Mesothelioma and Active Symptom Control
Incorporating chemotherapy in a regimen of symptom-relieving treatments (such as steroid medications) doesn’t significantly improve survival or quality of life in mesothelioma patients, according to a study published in the May 17 issue of The Lancet. However, one chemotherapy drug—vinorelbine—is promising enough to warrant further study, the authors say.
Because mesothelioma attacks the lining of the lung, it is one of the trickiest cancers to treat. Surgery is complicated because it requires either stripping the lung lining or removing the whole lung, radiation is risky because it can damage healthy lung tissue, and chemotherapy isn’t very effective against this type of cancer, says one of the lead study authors, Richard Stephens, a research scientist with the Medical Research Council Clinical Trials Unit in London, England.
When Stephens and colleagues designed this study back in the late 1990s, most treatments were aimed at simply controlling symptoms (an approach known as active symptom control, or ASC) with regular evaluations, palliative radiation, and steroid drugs. A variety of new chemotherapy drugs have been developed since then, yet even they haven’t shown much promise against the disease. “In mesothelioma even the most active drugs only result in tumor responses in about 20 percent of patients,” Stephens says.
As part of the continuing effort to find more effective treatments, Stephens and his colleagues investigated whether combining ASC with one of two different chemotherapy regimens might lengthen survival or improve symptoms. To that end, they recruited 409 mesothelioma patients (average age, 65) from treatment centers in the United Kingdom and Australia between 2001 and 2006. Some of the patients had been treated with surgery, but none had had previous chemotherapy.
Patients were randomly divided into three groups and given either ASC alone; ASC plus a combination of the chemotherapy drugs mitomycin, vinblastine, and cisplatin (MVP); or ASC plus the chemotherapy drug, vinorelbine.

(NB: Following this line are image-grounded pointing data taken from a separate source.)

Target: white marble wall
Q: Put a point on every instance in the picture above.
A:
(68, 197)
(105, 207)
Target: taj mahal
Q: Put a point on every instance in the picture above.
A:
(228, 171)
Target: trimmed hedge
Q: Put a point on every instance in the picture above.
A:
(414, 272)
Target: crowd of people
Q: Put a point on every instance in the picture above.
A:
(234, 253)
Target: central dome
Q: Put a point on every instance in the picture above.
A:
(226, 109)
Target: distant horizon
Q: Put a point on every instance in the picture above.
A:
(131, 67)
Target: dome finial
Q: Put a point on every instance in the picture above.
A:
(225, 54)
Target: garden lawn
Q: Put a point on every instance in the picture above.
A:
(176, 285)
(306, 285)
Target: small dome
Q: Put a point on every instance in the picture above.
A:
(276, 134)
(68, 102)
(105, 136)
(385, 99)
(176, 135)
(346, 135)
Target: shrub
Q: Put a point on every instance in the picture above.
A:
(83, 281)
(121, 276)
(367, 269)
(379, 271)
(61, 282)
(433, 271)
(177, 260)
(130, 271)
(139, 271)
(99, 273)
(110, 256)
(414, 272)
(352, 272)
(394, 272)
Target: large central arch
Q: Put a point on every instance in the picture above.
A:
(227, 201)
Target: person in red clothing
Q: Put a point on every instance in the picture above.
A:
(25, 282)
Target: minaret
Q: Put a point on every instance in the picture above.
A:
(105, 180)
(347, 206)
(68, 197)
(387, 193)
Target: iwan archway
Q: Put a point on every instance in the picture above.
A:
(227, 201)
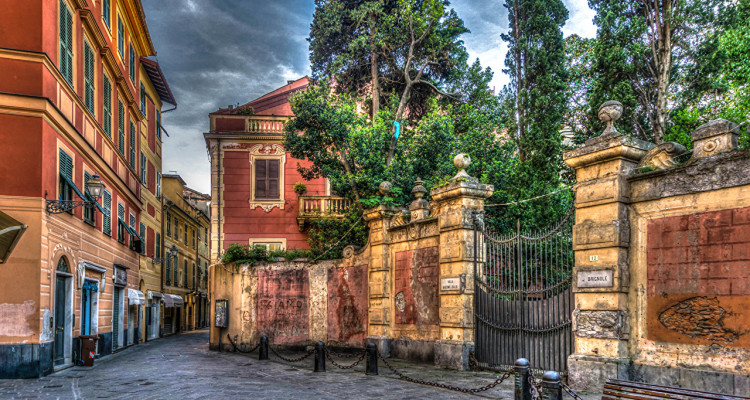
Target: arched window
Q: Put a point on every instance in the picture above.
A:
(62, 265)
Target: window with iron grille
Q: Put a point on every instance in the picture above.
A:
(107, 219)
(66, 42)
(120, 127)
(132, 145)
(107, 105)
(88, 77)
(106, 13)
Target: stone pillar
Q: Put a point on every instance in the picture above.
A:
(379, 316)
(457, 202)
(601, 238)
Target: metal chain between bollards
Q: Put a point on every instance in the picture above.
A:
(337, 365)
(298, 359)
(443, 385)
(237, 349)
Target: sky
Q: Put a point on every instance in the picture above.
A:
(220, 52)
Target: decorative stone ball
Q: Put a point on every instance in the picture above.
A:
(610, 111)
(385, 188)
(461, 161)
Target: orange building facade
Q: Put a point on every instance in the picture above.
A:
(78, 99)
(253, 201)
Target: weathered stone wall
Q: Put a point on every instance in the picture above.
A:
(676, 241)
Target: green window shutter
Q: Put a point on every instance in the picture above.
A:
(107, 223)
(121, 127)
(107, 107)
(132, 145)
(88, 69)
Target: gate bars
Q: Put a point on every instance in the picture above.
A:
(523, 299)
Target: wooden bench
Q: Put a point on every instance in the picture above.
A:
(627, 390)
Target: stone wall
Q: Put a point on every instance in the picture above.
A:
(676, 238)
(388, 292)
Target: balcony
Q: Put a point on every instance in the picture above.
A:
(314, 207)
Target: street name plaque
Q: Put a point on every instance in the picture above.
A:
(597, 278)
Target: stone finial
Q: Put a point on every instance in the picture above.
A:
(385, 188)
(609, 112)
(419, 208)
(715, 137)
(462, 161)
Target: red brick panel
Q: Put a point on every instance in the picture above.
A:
(698, 278)
(283, 305)
(347, 305)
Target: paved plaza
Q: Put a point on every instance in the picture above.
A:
(182, 367)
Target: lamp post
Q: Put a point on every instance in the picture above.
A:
(94, 188)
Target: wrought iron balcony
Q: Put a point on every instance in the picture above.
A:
(314, 207)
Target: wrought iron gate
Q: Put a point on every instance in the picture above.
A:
(523, 300)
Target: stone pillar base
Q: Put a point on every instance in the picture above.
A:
(587, 372)
(453, 355)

When they analyzed the data, the researchers didn’t note any real symptom improvement in patients receiving chemotherapy as opposed to those getting ASC alone. There was, however, a small increase in survival in one of the chemotherapy groups. Patients taking ASC plus vinorelbine lived, on average, two months longer (9.5 months compared to 7.6 months) than those in the ASC group. The patients on vinorelbine also experienced a longer period without their cancer progressing.

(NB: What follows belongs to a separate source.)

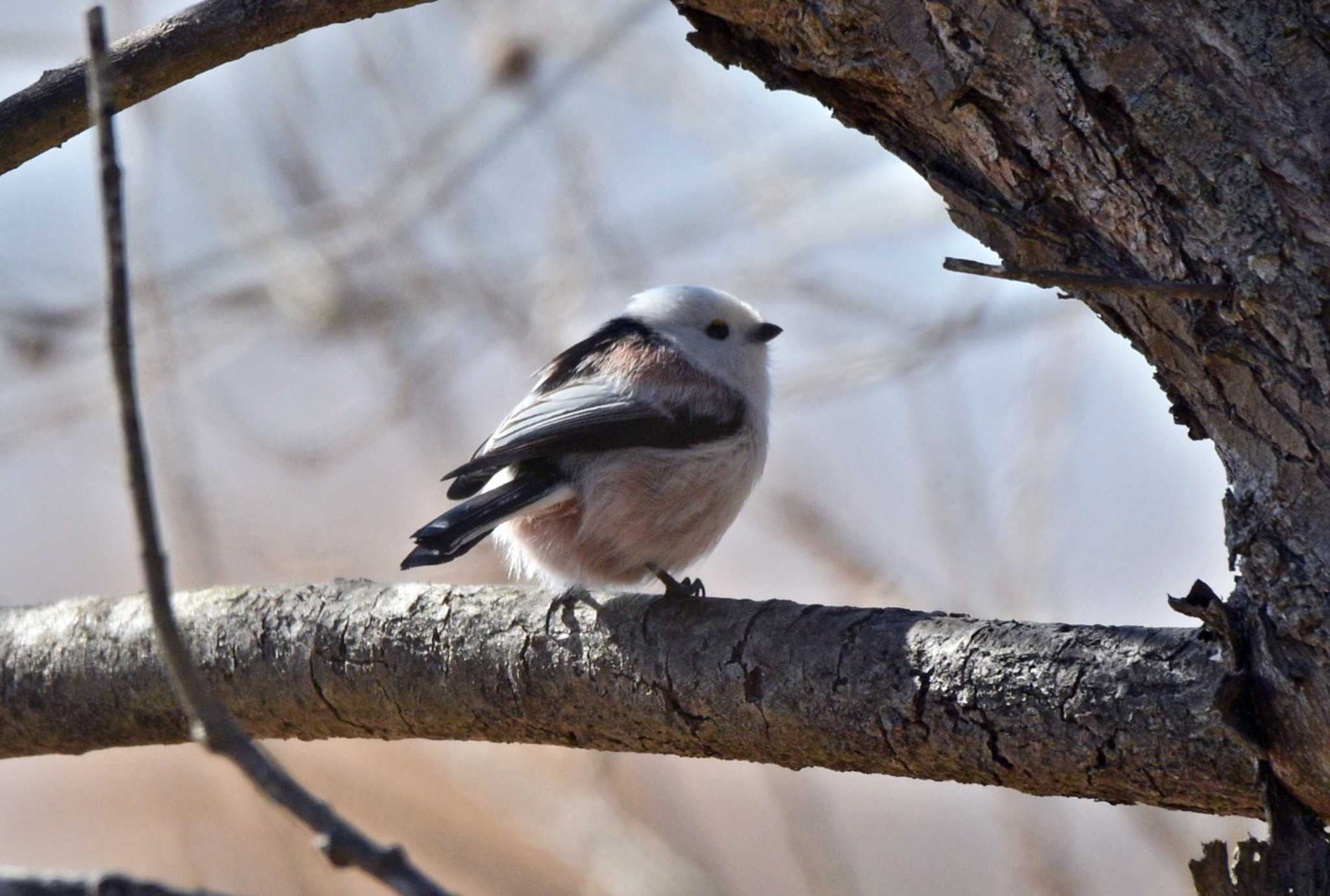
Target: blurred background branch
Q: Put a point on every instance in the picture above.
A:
(331, 312)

Even though chemotherapy caused side effects, and it only offered a slight survival advantage, the results were still important considering that this is a disease for which there are currently very few treatment options, Stephens says. “Whilst the use of vinorelbine perhaps only extended survival by a couple of months, this is a start and we need to see how we can build on this.”
Future studies should identify which patients benefit most from treatment—and how much they benefit—so that doctors can better target treatments, Stephens says. Another research prerogative is to test out different drug combinations; for example, adding vinorelbine to other chemotherapy drugs, such as cisplatin or pemetrexed.
Though it did not yield overwhelmingly positive results, this study and others like it can help doctors and patients make better treatment decisions. “You cannot completely change things overnight with one trial,” Stephens says. “We have to learn and build on what we know, and by doing so eventually we can make progress.”
Source:
Muers MF, Stephens RJ, Fisher P, Darlison L, Higgs CMB, Lowry E, et al. Active symptom control with or without chemotherapy in the treatment of patients with malignant pleural mesothelioma (MS01): a multicentre randomized trial. The Lancet. 2008;371:1685:1694.